Gunnarstranda threw his arms into the air and searched for words: 'Yes, it was… a little rat with fur. Only ageing prostitutes and homosexuals own dogs like that, don't they?'
Frølich eyeballed his boss, speechless. 'My grandmother had a dog like that,' he stammered.
'All right,' Gunnarstranda said, in retreat, pursing his lips and creasing his face into an indescribable expression. 'I'm sure Arvid is a perfectly normal fellow, but I don't think we should get hung up on Reidar Folke Jespersen's inheritance. The only point of interest for us is that the man revoked what seemed an undistinguished will just before he was bumped off.' He coughed and gazed ahead of him for a few moments. 'In any case, it is too early to focus too much attention on the brothers.
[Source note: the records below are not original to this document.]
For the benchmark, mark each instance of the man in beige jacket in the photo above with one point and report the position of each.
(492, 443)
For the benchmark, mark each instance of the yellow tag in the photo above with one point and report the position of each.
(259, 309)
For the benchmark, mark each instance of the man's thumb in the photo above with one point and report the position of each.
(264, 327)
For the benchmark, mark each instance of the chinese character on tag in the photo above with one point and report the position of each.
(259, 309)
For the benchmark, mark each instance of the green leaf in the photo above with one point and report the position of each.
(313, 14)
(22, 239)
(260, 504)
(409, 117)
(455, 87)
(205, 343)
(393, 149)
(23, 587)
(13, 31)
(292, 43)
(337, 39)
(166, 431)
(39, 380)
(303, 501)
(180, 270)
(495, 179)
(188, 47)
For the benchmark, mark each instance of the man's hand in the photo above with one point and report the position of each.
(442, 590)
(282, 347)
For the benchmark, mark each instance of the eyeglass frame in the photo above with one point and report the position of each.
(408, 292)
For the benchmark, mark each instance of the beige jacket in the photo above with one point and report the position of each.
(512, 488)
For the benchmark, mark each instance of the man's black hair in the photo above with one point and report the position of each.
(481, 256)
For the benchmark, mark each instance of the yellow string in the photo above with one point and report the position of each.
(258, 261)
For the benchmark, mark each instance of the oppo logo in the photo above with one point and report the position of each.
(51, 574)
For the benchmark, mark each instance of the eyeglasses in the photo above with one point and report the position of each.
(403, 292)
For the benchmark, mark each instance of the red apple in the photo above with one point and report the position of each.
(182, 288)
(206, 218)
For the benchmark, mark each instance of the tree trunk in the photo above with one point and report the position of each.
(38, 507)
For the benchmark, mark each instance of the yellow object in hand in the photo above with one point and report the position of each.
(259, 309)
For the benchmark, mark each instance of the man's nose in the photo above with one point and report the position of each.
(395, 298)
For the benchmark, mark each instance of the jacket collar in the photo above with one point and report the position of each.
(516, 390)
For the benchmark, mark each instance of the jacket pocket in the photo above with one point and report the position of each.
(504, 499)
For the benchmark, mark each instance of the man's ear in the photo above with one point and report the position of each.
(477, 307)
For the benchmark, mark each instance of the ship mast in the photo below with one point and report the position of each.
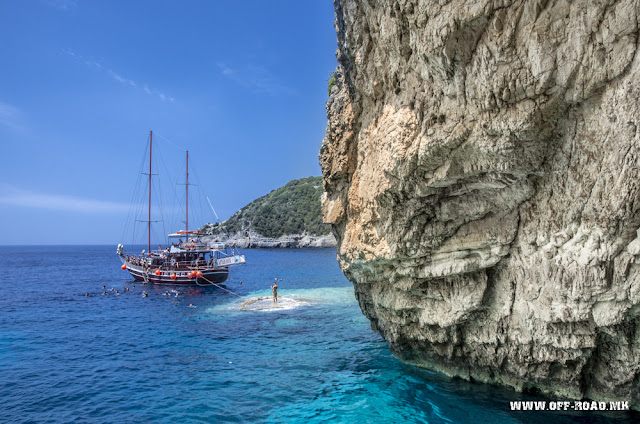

The one I met - Emmanuel - might perhaps be credited with scribbling a riddle on the body, but he is no fighting man. He could only just raise his body to reach for the ashtray.'
He stole another glance at Frølich. 'Afraid of shadows behind the door?' he asked.
'All children are frightened of the dark.'
'What shadows behind the door?'
'Shadows, things you're afraid of.'
'But behind the door? Can you see shadows through a closed door?'
Frølich stared at him. 'Under the bed - is that better?'
Gunnarstranda threw up his arms in resignation: 'By all means.' He cleared his throat and stood up. 'Well, have to make tracks,' he mumbled and grabbed his coat.